When evaluating the potential role of functional imaging modalities such as PET, the RECIST working group decided that there was “not sufficient standardization or evidence to abandon anatomical assessment of tumor burden” 11. Considering the numerous areas of potential variability that must be overcome in the acquisition and interpretation of PET/CT scans, this hesitation is understandable. Nevertheless, if the attempt at standardization represented by PERCIST is successful, FDG PET/CT may be considered as an alternative source of disease measurement in future revisions of the RECIST criteria. Functional imaging criteria can also be considered for use in conjunction with anatomic criteria such as RECIST or MDA (Table (Table44).

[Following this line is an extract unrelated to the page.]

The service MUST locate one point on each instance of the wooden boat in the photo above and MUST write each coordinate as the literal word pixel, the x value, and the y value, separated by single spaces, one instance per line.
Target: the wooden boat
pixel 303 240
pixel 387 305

The MDA criteria can allow more bone lesions to be considered measurable disease than does the RECIST 1.1 system by allowing physical measurement of well-defined bone lesions regardless of soft tissue extension, by allowing regimented subjective assessment of ill-defined lesions, and by taking into account characteristic behaviors such as the development of healing sclerosis. Metabolic imaging criteria can allow bone metastases to be measured in the absence of anatomic change by assessing tumor metabolism. Response criteria are of crucial importance to the care of many cancer patients, and the tumor response assessment of bone metastases is assuming a greater role in therapeutic management. Knowledge of the fundamental concepts of tumor response criteria (anatomic, bone, and functional) and the appearance of bone metastases as they respond to treatment or progress can aid in the interpretation of studies in a manner that will render them of optimal value to the patient and clinician.